Windows Server vNext Privileged Access Management

In this article, I’ll describe how Microsoft’s new Just-In-Time Administration feature works in Windows Server vNext.

Managing privileged access in Active Directory (AD) has always been somewhat of a dilemma for IT. Although AD has granular access controls, many server administration tasks still require users to hold domain admin rights or local administrator rights. In small IT shops, it’s not unusual to find IT staff that are permanently assigned domain admin privileges, significantly increasing the risk that an organization’s systems can be compromised. This is frequently seen as the accounts get used for everyday Internet browsing and non-IT related tasks, or for administering end users’ PCs, which are more susceptible to malware than servers or management workstations.

Adhering to best practices helps minimize the risks, such as never using domain administrator accounts to join user workstations to the domain, to manage PCs, and using AD Protected Groups, which include authentication policies and policy silos to restrict how privileged credentials can be used. But these best practices don’t address the needs of users who manage domain controllers, or require privileged credentials to manage other servers on a regular basis.

Just-In-Time Administration

Many third-party privilege management solutions issue passwords to generic administrative accounts, after approval is received according to a pre-defined workflow. As a result, there’s a record of who was using an account, at what time, and for what reason. But Microsoft has designed its new Just-In-Time (JIT) Privileged Access Management (PAM) solution to work differently. Instead of relying on users to use their own named accounts, the new JIT solution works by adding privileges only when necessary and for a limited period of time.

JIT administration builds on Microsoft’s Just-Enough-Administration (JEA), which is partially already present in Windows Server today in the form of PowerShell constrained endpoints, which restrict users to running a pre-defined list of cmdlets on given servers and don’t necessarily require users to have administrative privileges. JEA capabilities will be expanded in Windows Server vNext.

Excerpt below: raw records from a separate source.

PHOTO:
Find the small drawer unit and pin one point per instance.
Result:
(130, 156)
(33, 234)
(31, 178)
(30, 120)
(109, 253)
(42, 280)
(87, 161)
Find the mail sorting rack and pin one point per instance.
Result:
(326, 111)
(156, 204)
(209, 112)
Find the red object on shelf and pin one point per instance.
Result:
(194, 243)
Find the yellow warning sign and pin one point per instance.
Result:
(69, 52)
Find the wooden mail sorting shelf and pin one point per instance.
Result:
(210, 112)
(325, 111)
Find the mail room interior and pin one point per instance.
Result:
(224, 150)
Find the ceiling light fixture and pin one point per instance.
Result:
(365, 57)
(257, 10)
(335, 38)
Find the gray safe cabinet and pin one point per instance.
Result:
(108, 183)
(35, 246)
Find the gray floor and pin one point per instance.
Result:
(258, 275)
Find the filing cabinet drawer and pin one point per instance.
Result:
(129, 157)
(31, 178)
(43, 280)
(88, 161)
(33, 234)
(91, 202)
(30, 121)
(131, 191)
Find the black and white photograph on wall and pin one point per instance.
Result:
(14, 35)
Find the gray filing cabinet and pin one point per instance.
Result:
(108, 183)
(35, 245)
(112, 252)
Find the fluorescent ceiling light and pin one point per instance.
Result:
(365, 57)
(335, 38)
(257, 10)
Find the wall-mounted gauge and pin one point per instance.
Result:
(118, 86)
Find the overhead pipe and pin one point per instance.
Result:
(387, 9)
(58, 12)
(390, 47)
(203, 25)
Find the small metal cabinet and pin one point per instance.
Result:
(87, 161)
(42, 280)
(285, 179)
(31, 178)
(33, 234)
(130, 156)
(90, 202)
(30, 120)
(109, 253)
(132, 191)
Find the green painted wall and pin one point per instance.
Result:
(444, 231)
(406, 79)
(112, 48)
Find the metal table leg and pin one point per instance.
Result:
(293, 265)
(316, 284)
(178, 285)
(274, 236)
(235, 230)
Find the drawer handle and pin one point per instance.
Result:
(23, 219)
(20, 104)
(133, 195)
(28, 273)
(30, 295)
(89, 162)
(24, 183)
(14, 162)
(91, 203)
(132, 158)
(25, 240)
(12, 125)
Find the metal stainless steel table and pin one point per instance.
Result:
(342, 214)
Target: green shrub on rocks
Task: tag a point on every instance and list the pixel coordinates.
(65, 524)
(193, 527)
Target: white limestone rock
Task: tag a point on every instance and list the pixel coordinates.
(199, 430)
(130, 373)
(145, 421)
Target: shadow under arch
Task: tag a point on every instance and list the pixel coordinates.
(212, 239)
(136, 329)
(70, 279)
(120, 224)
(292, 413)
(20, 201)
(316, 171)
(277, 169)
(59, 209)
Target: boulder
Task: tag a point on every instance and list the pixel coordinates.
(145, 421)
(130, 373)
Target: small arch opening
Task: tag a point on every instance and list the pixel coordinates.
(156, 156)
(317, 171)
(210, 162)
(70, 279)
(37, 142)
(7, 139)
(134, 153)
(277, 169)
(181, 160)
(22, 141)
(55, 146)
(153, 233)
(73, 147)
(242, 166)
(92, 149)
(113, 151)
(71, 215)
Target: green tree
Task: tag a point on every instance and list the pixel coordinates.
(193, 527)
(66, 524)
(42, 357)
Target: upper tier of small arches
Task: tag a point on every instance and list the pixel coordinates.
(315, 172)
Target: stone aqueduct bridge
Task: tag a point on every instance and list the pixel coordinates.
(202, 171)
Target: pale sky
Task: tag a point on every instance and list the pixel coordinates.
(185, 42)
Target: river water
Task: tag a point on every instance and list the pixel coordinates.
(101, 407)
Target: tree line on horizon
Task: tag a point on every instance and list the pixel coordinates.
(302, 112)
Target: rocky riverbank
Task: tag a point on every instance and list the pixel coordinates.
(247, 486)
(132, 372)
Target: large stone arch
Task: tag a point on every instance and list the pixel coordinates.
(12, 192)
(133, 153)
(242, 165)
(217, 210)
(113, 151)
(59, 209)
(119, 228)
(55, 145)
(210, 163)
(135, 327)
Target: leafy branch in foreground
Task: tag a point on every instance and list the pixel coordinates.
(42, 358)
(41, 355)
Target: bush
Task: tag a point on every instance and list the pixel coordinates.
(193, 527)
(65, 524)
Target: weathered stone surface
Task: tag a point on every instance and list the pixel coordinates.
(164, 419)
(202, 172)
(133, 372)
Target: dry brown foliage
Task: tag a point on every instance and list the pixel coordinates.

The JIT model aims to ensure that organizations have a minimum of users who are permanently assigned administrative credentials. Other goals for JIT administration are to isolate privileged accounts in a trusted forest that’s built from scratch. In addition, JIT administration allows businesses to enforce stronger authentication for privileged accounts if required, along with the ability to perform better monitoring.

A Trusted Forest

Although adding a forest may seem contrary to the advice Microsoft currently gives about keeping the AD hierarchy as simple as possible, JIT administration has been designed this way for two reasons. Adding a new forest means organizations can leverage JIT administration without upgrading existing forest schemas to a new Active Directory functional level to support the new group membership time-to-live feature, an operation that many are reluctant to carry out. Secondly, adding a new forest for privileged accounts ensures companies are starting with a clean plate, and not exposing JIT administration to a forest that could already be compromised.

To enable JIT administration, Microsoft is introducing a new kind of cross-forest trust. The new forest will be able to have AD security groups with the same Security Identifier (SID) as groups in the existing forest, so that applications won’t need to be changed to work with JIT administration.

Active Directory and Microsoft Identity Manager (MIM) vNext

The base JIT administration functionality will be included in Active Directory in Windows Server vNext, and to implement workflows, IT will be able to use REST APIs or PowerShell. For complete account lifecycle control out-of-the-box, Microsoft Identity Manager (MIM) vNext will include workflows and GUI administration, allowing IT to get up and running with JIT administration faster.

Short-Lived AD Group Membership

However IT decides to implement workflows for issuing privileged credentials, users’ temporary elevated access will be based on short-lived AD group membership, or a time-to-live (TTL). Users can be defined as candidates for membership to groups, and if permitted based on criteria defined in workflows, are made a member of the group(s) for a limited time.

Workflows can include conditions such as requiring certain kinds of authentication, like a virtual smart card and PIN, to perform specific tasks; necessitate that a second entity give permission for an action to occur, or specific tasks can be tied to helpdesk tickets. Once the permitted time is up, the users’ security tokens are stripped of any added privileges and they are transitioned back to being a standard user.

JIT administration will be coming to the Windows Server Technical Preview soon, so look out for a how-to on the Petri IT Knowledgebase. JIT admin will also be extended to the cloud by means of Azure Active Directory (AAD).